Wisent spermatozoa functionality was evaluated using Guava EasyCyte 5 (Merck KGaA, Darmstadt, Germany) cytometer. The fluorescent probes used in the experiment were excited by an argon ion 488 nm laser. Gametes acquisitions were analysed with the GuavaSoft™ 3.1.1 software (Merck KGaA, Darmstadt, Germany). The non-sperm events were gated out based on scatter properties and not analysed. A total of 10,000 events were analysed for each sample. Membrane integrity, acrosome integrity, mitochondrial activity, lipid peroxidation, apoptosis and membrane lipid disorders and chromatin status were assessed [39, 40].

Membrane integrity of wisent spermatozoa was assessed using SYBR-14 stain combined with propidium iodide (PI) (Life Technologies Ltd., Grand Island, NY, USA). 300 μL of sperm- rich fluid was incubated in the dark for 10 min with 5 μL of SYBR-14 working solution (0.1 μL SYBR14 + 4.9 μL TRIS III extender). The analysis was performed after 3 min of incubation with 3 μL of PI. Spermatozoa with intact membranes emit green fluorescence. Cells showing red fluorescence were classified as dead [41].
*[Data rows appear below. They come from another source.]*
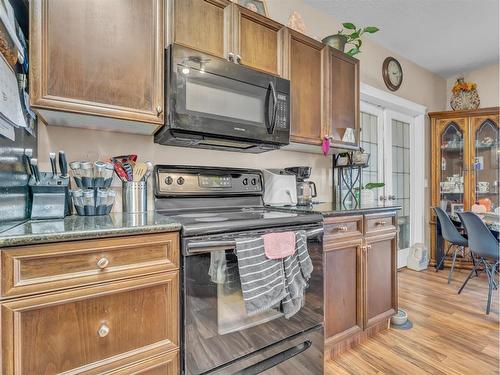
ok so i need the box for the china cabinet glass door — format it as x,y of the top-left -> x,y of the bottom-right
438,119 -> 469,219
472,116 -> 499,213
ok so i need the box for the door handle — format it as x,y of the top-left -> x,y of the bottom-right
265,81 -> 278,135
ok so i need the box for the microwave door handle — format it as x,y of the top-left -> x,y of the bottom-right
265,82 -> 278,134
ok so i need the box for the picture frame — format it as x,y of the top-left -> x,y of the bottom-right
233,0 -> 269,16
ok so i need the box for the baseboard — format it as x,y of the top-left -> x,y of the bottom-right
325,319 -> 390,360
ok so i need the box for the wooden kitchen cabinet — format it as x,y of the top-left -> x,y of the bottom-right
30,0 -> 164,134
323,211 -> 398,359
166,0 -> 231,59
167,0 -> 285,76
322,47 -> 360,149
285,29 -> 326,145
363,232 -> 398,328
0,232 -> 181,375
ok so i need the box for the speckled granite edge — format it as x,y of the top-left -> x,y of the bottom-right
321,206 -> 402,217
0,212 -> 182,248
274,204 -> 401,217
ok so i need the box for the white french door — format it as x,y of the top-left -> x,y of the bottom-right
360,102 -> 417,266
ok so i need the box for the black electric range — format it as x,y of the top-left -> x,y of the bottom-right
154,165 -> 324,375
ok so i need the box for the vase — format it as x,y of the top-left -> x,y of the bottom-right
450,78 -> 480,110
322,34 -> 347,52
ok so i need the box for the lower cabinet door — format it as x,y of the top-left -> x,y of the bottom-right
324,239 -> 363,343
1,273 -> 179,375
363,232 -> 398,328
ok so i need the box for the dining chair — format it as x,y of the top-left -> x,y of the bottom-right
458,212 -> 499,315
433,207 -> 469,283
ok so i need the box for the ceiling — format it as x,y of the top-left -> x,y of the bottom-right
304,0 -> 500,77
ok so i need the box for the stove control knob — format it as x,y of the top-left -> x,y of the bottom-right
242,178 -> 248,185
251,178 -> 257,185
177,177 -> 185,185
165,176 -> 173,185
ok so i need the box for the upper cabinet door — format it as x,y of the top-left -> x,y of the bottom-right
231,5 -> 285,76
30,0 -> 164,128
287,30 -> 325,145
323,47 -> 360,149
167,0 -> 232,59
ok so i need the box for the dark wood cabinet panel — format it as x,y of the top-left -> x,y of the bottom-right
167,0 -> 231,59
288,30 -> 325,144
233,5 -> 284,76
324,240 -> 363,343
364,233 -> 398,328
1,273 -> 179,375
323,47 -> 360,149
30,0 -> 164,129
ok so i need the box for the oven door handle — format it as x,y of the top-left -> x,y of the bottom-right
186,227 -> 323,254
233,340 -> 312,375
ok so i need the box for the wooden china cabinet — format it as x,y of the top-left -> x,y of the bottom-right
429,107 -> 499,266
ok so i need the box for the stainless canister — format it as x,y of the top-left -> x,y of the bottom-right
122,181 -> 147,213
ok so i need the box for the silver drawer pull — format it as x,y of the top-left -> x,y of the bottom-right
375,221 -> 387,226
336,225 -> 348,232
97,257 -> 110,269
98,324 -> 110,338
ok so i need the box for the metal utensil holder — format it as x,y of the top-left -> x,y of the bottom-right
29,173 -> 71,219
122,181 -> 147,213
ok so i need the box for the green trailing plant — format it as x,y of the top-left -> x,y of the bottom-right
337,23 -> 379,57
363,182 -> 385,190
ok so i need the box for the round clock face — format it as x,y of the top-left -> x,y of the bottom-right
383,57 -> 403,91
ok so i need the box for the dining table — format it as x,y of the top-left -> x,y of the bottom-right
435,213 -> 499,270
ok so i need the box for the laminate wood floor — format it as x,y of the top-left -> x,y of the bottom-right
326,268 -> 499,375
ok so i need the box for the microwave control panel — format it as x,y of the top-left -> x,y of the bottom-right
275,93 -> 289,130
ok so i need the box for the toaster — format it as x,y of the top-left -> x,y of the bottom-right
262,169 -> 297,206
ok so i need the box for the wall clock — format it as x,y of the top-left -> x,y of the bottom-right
383,57 -> 403,91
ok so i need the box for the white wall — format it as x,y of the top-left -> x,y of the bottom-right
446,63 -> 500,109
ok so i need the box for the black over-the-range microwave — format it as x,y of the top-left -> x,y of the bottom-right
154,44 -> 291,153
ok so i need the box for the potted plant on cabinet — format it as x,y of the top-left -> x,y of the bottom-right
322,23 -> 379,57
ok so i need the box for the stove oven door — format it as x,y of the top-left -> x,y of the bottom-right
182,226 -> 324,375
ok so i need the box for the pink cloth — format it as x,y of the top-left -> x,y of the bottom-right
262,231 -> 296,259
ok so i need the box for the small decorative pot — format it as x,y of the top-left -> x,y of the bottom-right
322,34 -> 347,52
450,78 -> 480,110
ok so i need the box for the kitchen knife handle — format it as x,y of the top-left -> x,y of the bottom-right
59,151 -> 68,177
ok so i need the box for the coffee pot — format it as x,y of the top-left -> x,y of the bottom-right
284,167 -> 317,206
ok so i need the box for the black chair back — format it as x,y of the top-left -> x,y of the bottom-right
458,212 -> 499,261
433,207 -> 468,246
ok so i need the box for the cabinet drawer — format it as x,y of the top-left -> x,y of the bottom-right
324,215 -> 363,241
1,273 -> 179,375
1,232 -> 179,298
364,213 -> 397,235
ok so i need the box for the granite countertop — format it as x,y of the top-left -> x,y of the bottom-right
0,212 -> 182,248
275,202 -> 401,217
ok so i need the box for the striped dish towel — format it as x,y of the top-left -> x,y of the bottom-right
235,231 -> 313,318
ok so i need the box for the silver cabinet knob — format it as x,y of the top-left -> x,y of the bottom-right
379,196 -> 387,201
228,52 -> 235,62
156,105 -> 163,116
97,257 -> 110,269
388,195 -> 396,200
236,54 -> 242,64
98,324 -> 110,338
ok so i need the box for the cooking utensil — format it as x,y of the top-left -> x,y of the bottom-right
58,151 -> 68,178
113,161 -> 129,182
30,158 -> 40,183
122,162 -> 134,181
49,152 -> 57,178
24,149 -> 34,176
133,162 -> 148,182
143,161 -> 154,181
111,154 -> 137,164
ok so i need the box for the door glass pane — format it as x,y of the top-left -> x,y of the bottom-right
474,119 -> 499,212
439,122 -> 465,219
392,119 -> 410,250
360,111 -> 379,186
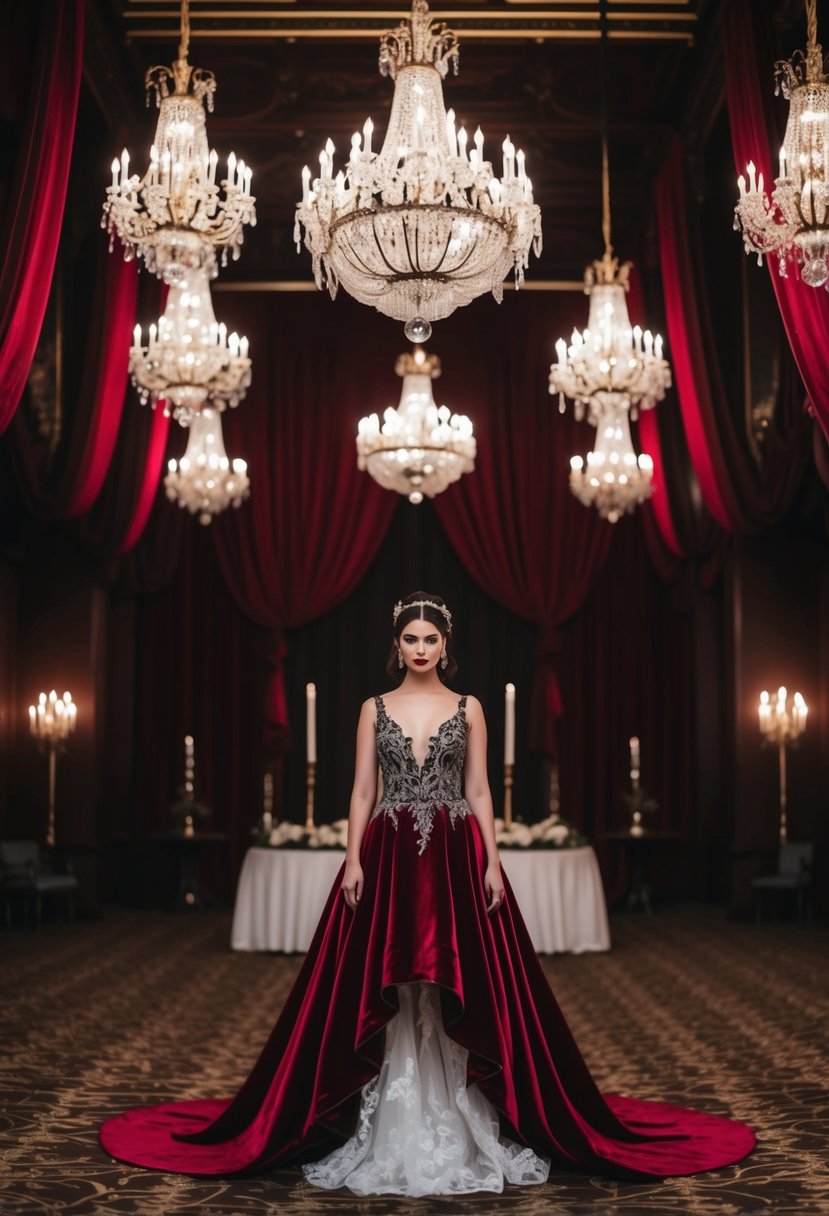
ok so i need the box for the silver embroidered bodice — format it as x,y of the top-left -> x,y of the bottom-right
371,695 -> 472,854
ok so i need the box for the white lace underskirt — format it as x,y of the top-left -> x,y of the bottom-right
302,983 -> 550,1196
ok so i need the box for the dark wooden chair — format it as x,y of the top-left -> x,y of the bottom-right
752,842 -> 813,924
0,840 -> 79,928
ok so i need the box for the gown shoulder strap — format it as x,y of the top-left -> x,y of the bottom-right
458,695 -> 468,716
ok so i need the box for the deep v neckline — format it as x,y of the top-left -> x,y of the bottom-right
378,696 -> 463,773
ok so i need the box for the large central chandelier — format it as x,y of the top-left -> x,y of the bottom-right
569,401 -> 654,523
102,0 -> 256,284
734,0 -> 829,289
295,0 -> 541,341
165,407 -> 250,524
356,346 -> 475,502
129,267 -> 251,424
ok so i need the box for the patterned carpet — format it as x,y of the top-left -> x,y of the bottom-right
1,905 -> 827,1216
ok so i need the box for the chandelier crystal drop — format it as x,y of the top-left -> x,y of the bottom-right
356,346 -> 475,503
102,0 -> 256,284
549,249 -> 671,424
734,0 -> 829,289
569,403 -> 654,524
295,0 -> 541,337
129,267 -> 252,424
164,407 -> 250,524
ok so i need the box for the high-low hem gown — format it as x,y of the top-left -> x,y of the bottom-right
99,695 -> 755,1192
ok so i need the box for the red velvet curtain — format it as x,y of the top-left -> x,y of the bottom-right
0,0 -> 84,432
655,140 -> 810,532
432,292 -> 614,757
210,293 -> 401,749
723,0 -> 829,443
10,247 -> 139,519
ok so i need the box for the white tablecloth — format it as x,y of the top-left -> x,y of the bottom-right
231,844 -> 610,954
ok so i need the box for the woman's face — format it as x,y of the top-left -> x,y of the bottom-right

Acrosome integrity was assessed by lectin PNA stain from Arachis hypogaea Alexa Fluor® 488 conjugate (Life Technologies Ltd., Grand Island, NY, USA). Diluted samples were mixed with 10 μL of PNA working solution (1 μg/mL) and incubated for 5 min at room temperature in the dark. Before analysis, the samples were washed and 3 μL of PI was added [42].

Mitochondrial activity was determined using the JC-1 dye (Life Technologies Ltd., Grand Island, NY, USA). 500 μL aliquot of spermatozoa-rich fluid was stained with 0.67 μL JC-1 stock solution (3 mM stock solution of JC-1 in DMSO). The samples were incubated for 20 min at 37 °C in the dark. Spermatozoa emitting orange fluorescence were classified as having high mitochondrial membrane potential (HMMP). Spermatozoa emitting green fluorescence were defined as those with low mitochondrial activity [43].
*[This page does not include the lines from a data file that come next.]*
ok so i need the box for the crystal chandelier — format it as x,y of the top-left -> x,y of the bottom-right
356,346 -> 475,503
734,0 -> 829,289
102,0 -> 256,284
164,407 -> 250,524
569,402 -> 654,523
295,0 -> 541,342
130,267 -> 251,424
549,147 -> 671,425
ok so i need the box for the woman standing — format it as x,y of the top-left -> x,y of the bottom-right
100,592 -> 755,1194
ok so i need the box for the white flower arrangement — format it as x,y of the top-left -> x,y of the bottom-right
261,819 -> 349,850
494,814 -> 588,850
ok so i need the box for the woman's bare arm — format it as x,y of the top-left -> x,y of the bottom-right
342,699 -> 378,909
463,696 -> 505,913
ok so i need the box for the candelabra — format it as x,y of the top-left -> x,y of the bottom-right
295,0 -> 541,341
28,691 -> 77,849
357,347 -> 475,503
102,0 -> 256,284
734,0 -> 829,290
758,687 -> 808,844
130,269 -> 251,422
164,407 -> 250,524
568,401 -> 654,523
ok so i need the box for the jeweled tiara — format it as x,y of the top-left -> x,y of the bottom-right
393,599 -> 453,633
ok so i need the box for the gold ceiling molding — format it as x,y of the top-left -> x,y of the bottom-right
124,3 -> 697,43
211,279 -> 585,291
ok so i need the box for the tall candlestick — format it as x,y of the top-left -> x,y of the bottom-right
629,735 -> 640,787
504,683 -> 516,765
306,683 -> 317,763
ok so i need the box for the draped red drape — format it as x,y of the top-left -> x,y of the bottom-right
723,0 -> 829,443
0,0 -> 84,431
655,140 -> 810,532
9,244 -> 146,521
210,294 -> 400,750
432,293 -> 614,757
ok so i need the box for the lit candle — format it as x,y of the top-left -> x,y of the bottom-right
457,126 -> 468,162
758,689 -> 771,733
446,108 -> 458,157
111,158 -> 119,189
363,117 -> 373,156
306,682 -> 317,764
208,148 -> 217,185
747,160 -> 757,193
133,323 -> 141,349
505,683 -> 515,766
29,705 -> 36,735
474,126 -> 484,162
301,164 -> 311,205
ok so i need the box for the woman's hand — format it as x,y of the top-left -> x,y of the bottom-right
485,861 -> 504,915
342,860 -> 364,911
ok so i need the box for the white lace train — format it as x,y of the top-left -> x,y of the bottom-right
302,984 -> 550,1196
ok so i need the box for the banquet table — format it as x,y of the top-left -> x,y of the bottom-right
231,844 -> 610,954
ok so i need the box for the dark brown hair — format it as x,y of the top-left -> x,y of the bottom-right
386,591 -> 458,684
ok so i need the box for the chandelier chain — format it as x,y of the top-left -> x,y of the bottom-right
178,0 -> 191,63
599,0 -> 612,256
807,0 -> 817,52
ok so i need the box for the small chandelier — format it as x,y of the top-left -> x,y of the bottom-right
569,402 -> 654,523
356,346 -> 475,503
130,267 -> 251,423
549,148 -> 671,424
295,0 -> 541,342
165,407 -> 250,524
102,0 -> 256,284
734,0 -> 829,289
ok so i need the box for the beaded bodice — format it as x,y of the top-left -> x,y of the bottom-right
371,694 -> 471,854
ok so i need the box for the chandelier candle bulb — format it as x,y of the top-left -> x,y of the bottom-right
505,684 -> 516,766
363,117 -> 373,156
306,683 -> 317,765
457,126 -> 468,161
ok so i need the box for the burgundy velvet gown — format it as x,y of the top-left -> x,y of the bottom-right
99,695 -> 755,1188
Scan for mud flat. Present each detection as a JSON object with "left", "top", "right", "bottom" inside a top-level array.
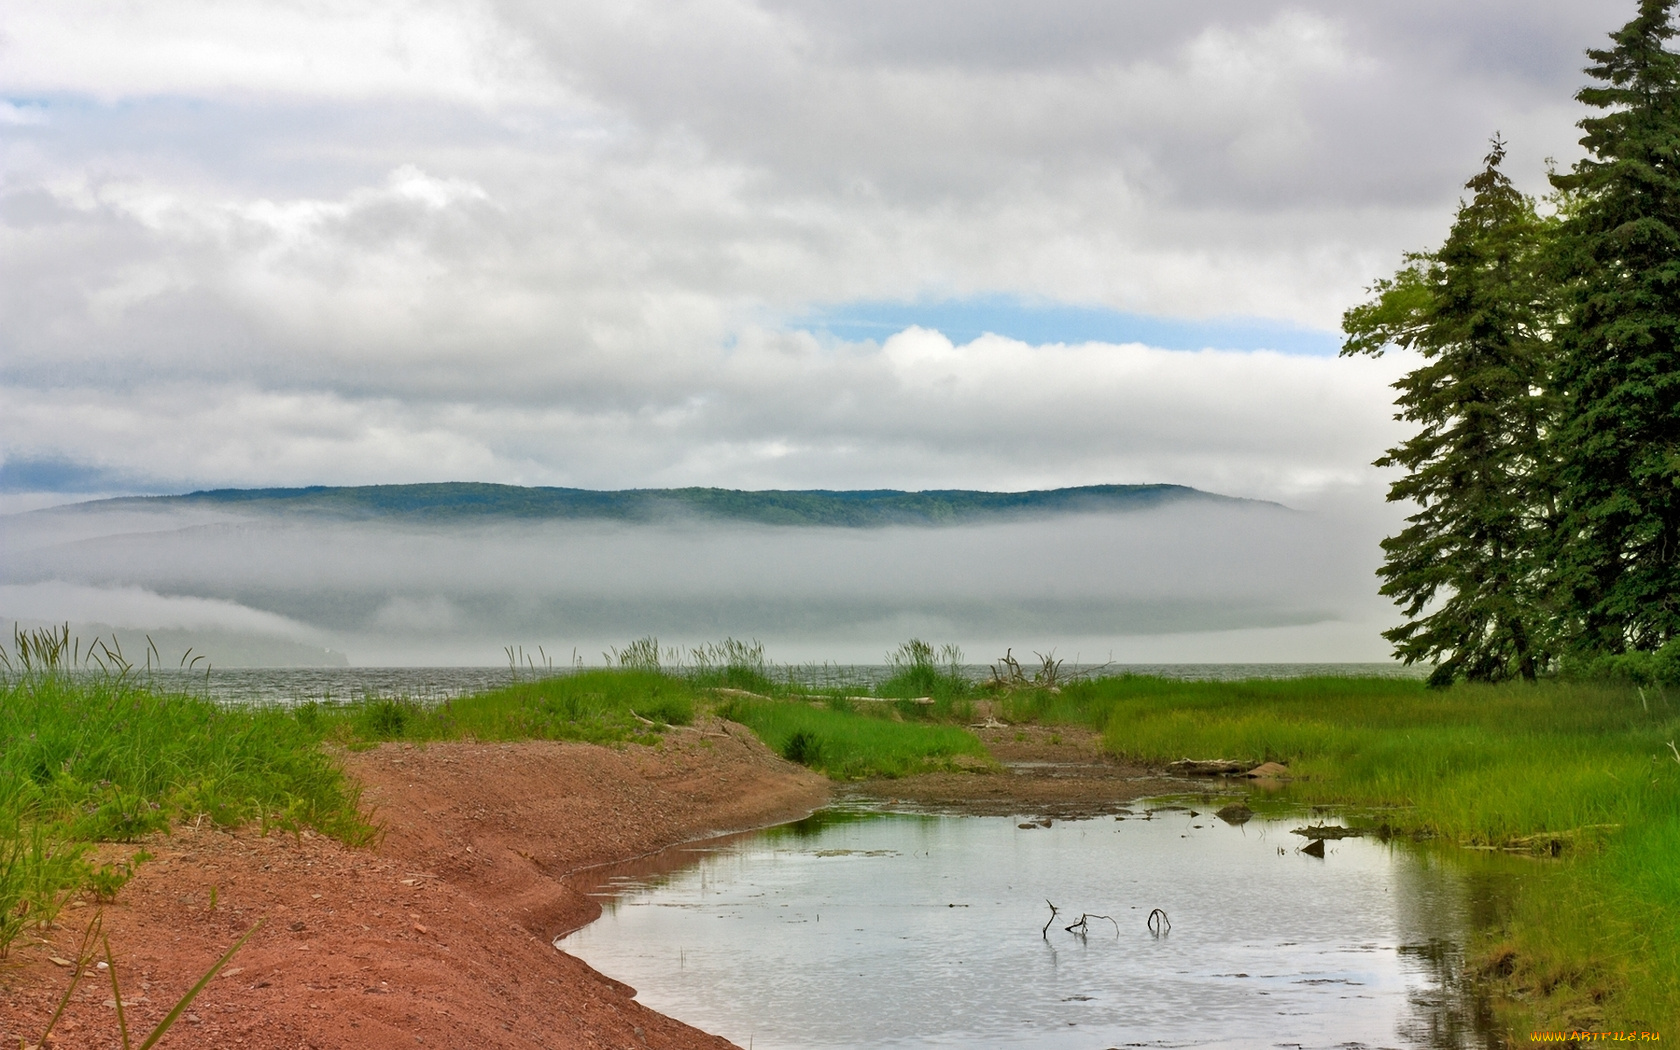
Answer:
[{"left": 848, "top": 723, "right": 1196, "bottom": 817}]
Lipid peroxidation was evaluated with fluorescent lipid probe C11-BODIPY581/591 (Life Technologies Ltd., Grand Island, NY, USA). One μL of 2 mM C11-BODIPY581/591 in ethanol was added to the diluted sperm- rich fluid and incubated for 30 min at 37 °C in the dark. Subsequently, centrifugation at 500×g for 3 min was performed and the sperm pellets were resuspended in 500 μL of HTF extender. To determine viability, the spermatozoa were stained with PI and incubated for 5 min at room temperature. Spermatozoa which remain unstained were categorised as living population without LPO (L/LPO-) [44].

Apoptosis and membrane lipid disorder were evaluated with YO-PRO-1 dye (25 μM solution in DMSO) (Life Technologies Ltd., Grand Island, NY, USA) (4). 1 μL of YO-PRO-1 stain (final concentration: 25 nM) was added to 1 mL of diluted spermatozoa- rich fluid (500 μL HTF and 500 μL of spermatozoa solution). After incubation for 10 minutes, 3 μL of PI was added before cytometric analysis. Cells showing green fluorescence were classified as YO-PRO-1 positive. Spermatozoa which remain unstained were categorised as living population [44].

Chromatin status was established using the acridine orange dye (AO, Life Technologies Ltd., Grand Island, NY, USA. A spermatozoa-rich solution (100 μL) was subjected to brief acid denaturation by adding 200 μL of the lysis solution (Triton X-100 0.1% (v/v), NaCl 0.15 M, HCl 0.08 M, pH 1.4). After 30 seconds, 600 μL of AO solution (6 μg AO/mL in a buffer: citric acid 0.1 M, Na2HPO4 0.2 M, EDTA 1 mM, NaCl 0.15 M, pH 6) was added. The analysis was performed after 3 minutes of incubation. Spermatozoa with normal DNA configuration were characterised by green fluorescence. Gametes emitting red fluorescence were considered as a population of cells with denatured DNA (DFI) [45].

Statistical analysis

Statistical analyses were performed by using STATISTICA 13.3 StaSoft (USA). The results of quantitative data are presented as the mean and standard error. Shapiro-Wilk’s test was used to assess data normality. Where appropriate parametric tests (Student’s t-test and ANOVA) or nonparametric tests (Mann-Whitney U and Kruskal–Wallis) were used to evaluate differences between the groups. Differences were considered significant at p ≤ 0.05.